One factor potentially affecting the results is that, due to the way procedures are scheduled in many European countries, patients assigned early intervention did not get their procedure until an average of 5 months after randomization, Dweck said. He noted the time to intervention in the routine care group averaged 20 months. In contrast, in the EARLY TAVR study of a slightly different population with asymptomatic severe aortic stenosis, primarily based in the U.S., the mean time between randomization and procedure was 14 days, Philippe Généreux, MD, co-director of the Structural Heart Program at Morristown Medical Center, Atlantic Health System, who presented the EARLY TAVR results at TCT, said during the press conference.
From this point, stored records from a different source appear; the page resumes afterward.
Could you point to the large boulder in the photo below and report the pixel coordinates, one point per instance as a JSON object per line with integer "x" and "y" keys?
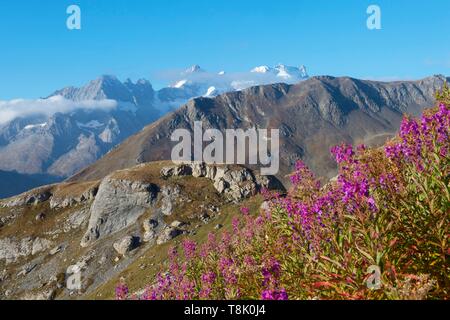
{"x": 126, "y": 245}
{"x": 118, "y": 204}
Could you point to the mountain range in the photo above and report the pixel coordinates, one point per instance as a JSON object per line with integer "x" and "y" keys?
{"x": 89, "y": 121}
{"x": 312, "y": 116}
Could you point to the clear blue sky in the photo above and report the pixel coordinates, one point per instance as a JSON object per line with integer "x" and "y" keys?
{"x": 142, "y": 38}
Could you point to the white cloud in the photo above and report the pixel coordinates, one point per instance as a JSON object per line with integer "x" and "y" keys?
{"x": 12, "y": 109}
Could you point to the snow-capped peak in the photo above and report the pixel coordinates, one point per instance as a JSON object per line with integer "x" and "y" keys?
{"x": 261, "y": 69}
{"x": 193, "y": 69}
{"x": 179, "y": 84}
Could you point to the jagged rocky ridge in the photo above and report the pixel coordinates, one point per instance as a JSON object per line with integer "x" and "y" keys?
{"x": 312, "y": 116}
{"x": 103, "y": 226}
{"x": 60, "y": 144}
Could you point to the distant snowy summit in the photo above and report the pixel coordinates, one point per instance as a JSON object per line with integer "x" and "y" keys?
{"x": 284, "y": 72}
{"x": 200, "y": 82}
{"x": 73, "y": 126}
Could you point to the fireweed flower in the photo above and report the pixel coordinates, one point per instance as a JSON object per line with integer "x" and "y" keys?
{"x": 245, "y": 211}
{"x": 343, "y": 153}
{"x": 122, "y": 292}
{"x": 274, "y": 295}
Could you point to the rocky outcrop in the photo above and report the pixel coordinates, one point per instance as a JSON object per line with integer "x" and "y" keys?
{"x": 118, "y": 204}
{"x": 168, "y": 234}
{"x": 126, "y": 245}
{"x": 235, "y": 182}
{"x": 11, "y": 249}
{"x": 32, "y": 197}
{"x": 57, "y": 202}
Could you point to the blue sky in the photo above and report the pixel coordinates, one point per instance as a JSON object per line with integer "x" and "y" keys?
{"x": 148, "y": 38}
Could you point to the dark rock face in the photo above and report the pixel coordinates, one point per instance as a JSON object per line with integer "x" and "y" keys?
{"x": 118, "y": 204}
{"x": 312, "y": 116}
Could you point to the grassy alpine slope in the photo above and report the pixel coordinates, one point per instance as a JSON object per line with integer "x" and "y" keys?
{"x": 388, "y": 209}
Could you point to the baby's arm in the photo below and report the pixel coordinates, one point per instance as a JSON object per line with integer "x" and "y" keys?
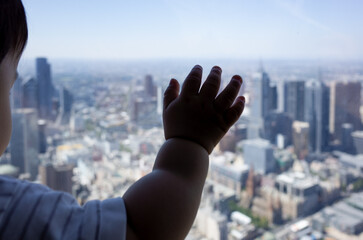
{"x": 163, "y": 204}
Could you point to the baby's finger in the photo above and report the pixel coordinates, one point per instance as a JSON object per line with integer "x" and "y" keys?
{"x": 171, "y": 93}
{"x": 211, "y": 85}
{"x": 226, "y": 98}
{"x": 191, "y": 84}
{"x": 232, "y": 115}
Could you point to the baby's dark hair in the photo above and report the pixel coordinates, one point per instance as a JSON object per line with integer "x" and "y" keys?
{"x": 13, "y": 28}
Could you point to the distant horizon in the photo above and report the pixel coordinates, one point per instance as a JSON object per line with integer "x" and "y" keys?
{"x": 206, "y": 29}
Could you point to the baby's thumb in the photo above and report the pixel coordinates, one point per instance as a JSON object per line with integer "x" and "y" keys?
{"x": 171, "y": 93}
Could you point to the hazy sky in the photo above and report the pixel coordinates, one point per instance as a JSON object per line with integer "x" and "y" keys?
{"x": 118, "y": 29}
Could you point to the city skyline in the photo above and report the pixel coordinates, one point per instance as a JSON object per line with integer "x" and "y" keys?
{"x": 186, "y": 29}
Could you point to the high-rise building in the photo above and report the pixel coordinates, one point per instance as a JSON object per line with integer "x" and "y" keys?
{"x": 273, "y": 97}
{"x": 358, "y": 141}
{"x": 42, "y": 125}
{"x": 66, "y": 102}
{"x": 344, "y": 107}
{"x": 260, "y": 105}
{"x": 294, "y": 92}
{"x": 258, "y": 153}
{"x": 149, "y": 87}
{"x": 317, "y": 115}
{"x": 45, "y": 88}
{"x": 30, "y": 93}
{"x": 278, "y": 123}
{"x": 24, "y": 141}
{"x": 300, "y": 137}
{"x": 17, "y": 94}
{"x": 347, "y": 138}
{"x": 57, "y": 177}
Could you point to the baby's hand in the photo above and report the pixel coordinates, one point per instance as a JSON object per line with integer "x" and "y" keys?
{"x": 198, "y": 115}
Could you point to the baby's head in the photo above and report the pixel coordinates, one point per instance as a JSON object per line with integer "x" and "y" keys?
{"x": 13, "y": 37}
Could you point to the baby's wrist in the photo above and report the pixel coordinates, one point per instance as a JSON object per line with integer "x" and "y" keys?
{"x": 192, "y": 142}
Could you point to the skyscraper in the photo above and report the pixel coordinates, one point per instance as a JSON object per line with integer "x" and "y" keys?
{"x": 66, "y": 102}
{"x": 258, "y": 153}
{"x": 260, "y": 95}
{"x": 30, "y": 93}
{"x": 317, "y": 115}
{"x": 149, "y": 87}
{"x": 260, "y": 105}
{"x": 344, "y": 106}
{"x": 300, "y": 137}
{"x": 45, "y": 88}
{"x": 294, "y": 92}
{"x": 24, "y": 141}
{"x": 17, "y": 94}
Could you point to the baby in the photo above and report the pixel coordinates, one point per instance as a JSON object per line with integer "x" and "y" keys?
{"x": 161, "y": 205}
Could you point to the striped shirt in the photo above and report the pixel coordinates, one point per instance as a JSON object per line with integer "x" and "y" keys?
{"x": 33, "y": 211}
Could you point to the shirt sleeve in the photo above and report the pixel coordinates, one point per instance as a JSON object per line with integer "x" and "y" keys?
{"x": 33, "y": 211}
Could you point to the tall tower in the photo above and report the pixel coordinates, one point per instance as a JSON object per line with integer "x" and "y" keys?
{"x": 261, "y": 95}
{"x": 45, "y": 88}
{"x": 150, "y": 88}
{"x": 260, "y": 104}
{"x": 344, "y": 106}
{"x": 66, "y": 102}
{"x": 30, "y": 93}
{"x": 24, "y": 141}
{"x": 294, "y": 99}
{"x": 300, "y": 136}
{"x": 317, "y": 115}
{"x": 17, "y": 94}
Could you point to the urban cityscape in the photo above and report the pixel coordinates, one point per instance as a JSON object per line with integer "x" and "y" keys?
{"x": 290, "y": 168}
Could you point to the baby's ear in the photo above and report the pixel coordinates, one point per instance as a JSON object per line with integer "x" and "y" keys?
{"x": 171, "y": 93}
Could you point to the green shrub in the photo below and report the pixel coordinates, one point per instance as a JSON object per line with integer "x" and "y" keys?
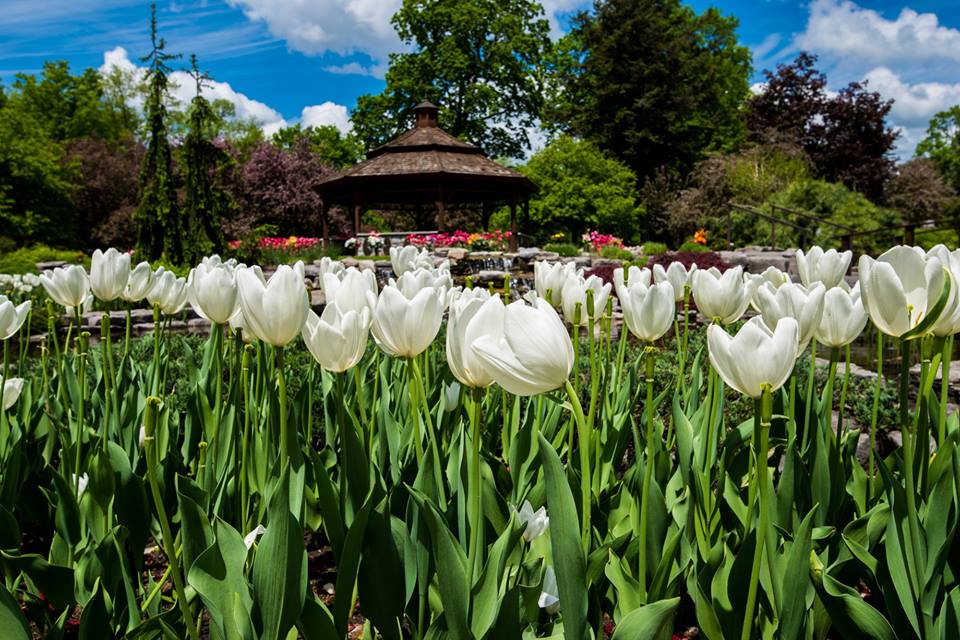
{"x": 693, "y": 247}
{"x": 25, "y": 260}
{"x": 615, "y": 253}
{"x": 564, "y": 249}
{"x": 654, "y": 248}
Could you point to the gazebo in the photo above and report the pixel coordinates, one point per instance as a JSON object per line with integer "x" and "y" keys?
{"x": 427, "y": 167}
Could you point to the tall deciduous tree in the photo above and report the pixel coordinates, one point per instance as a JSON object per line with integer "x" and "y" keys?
{"x": 160, "y": 226}
{"x": 205, "y": 203}
{"x": 479, "y": 60}
{"x": 845, "y": 135}
{"x": 581, "y": 188}
{"x": 942, "y": 144}
{"x": 654, "y": 82}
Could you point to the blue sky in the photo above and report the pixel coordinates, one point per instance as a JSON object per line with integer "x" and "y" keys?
{"x": 285, "y": 61}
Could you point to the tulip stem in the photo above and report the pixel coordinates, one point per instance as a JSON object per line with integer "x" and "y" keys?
{"x": 908, "y": 461}
{"x": 584, "y": 445}
{"x": 647, "y": 474}
{"x": 946, "y": 356}
{"x": 760, "y": 437}
{"x": 873, "y": 415}
{"x": 476, "y": 525}
{"x": 169, "y": 548}
{"x": 811, "y": 398}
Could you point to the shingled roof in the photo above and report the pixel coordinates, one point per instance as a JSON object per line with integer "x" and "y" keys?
{"x": 426, "y": 157}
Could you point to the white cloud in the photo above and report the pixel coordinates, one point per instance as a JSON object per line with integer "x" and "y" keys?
{"x": 183, "y": 89}
{"x": 349, "y": 27}
{"x": 327, "y": 113}
{"x": 844, "y": 28}
{"x": 344, "y": 27}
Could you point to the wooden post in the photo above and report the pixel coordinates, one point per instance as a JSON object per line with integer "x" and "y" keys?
{"x": 441, "y": 210}
{"x": 324, "y": 214}
{"x": 513, "y": 226}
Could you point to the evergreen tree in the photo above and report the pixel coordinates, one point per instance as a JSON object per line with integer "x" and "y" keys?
{"x": 160, "y": 227}
{"x": 205, "y": 203}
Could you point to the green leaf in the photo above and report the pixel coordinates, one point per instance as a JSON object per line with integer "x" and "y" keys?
{"x": 451, "y": 569}
{"x": 653, "y": 621}
{"x": 217, "y": 575}
{"x": 11, "y": 619}
{"x": 569, "y": 560}
{"x": 280, "y": 566}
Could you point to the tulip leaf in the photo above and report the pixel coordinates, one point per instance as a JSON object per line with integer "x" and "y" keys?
{"x": 653, "y": 621}
{"x": 280, "y": 566}
{"x": 569, "y": 561}
{"x": 217, "y": 575}
{"x": 11, "y": 619}
{"x": 451, "y": 569}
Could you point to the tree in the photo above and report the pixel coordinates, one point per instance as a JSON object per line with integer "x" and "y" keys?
{"x": 205, "y": 204}
{"x": 918, "y": 191}
{"x": 845, "y": 136}
{"x": 581, "y": 188}
{"x": 334, "y": 148}
{"x": 942, "y": 145}
{"x": 479, "y": 60}
{"x": 160, "y": 228}
{"x": 653, "y": 82}
{"x": 280, "y": 188}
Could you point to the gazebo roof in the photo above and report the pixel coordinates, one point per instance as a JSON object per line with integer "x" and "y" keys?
{"x": 411, "y": 168}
The question of when to intervene “will be a fairly nuanced conversation with the patient,” Dweck said at the press conference. “Patients tend to fall into two categories: elderly patients who are feeling well and don’t want to have an intervention ... and other patients who want to be more proactive; they are healthy and well and they want to stay healthy and well, and they are happy to undergo a procedure earlier to maintain their health status. I think it will be a personalized decision for patients to make with their physicians.”

Robert O. Bonow

In a related editorial published in JAMA, Robert O. Bonow, MD, MS, the Max and Lilly Goldberg Distinguished Professor of Cardiology and professor of medicine (cardiology) at Northwestern University Feinberg School of Medicine, past president of the American Heart Association and editor-in-chief of JAMA Cardiology, wrote that it is notable that 75% of patients in the early intervention group underwent surgical AVR because TAVR was not yet approved for patients at low surgical risk in the U.S. and Europe at the time of the trial.

“It is possible that the primary event rates in EVOLVED were destined to be similar between early AVR and conservative management because both groups had late gadolinium enhancement evidence of irreversible fibrosis,” he wrote. “Future trials might study whether it is more advantageous to intervene in asymptomatic patients before the development of late gadolinium enhancement.”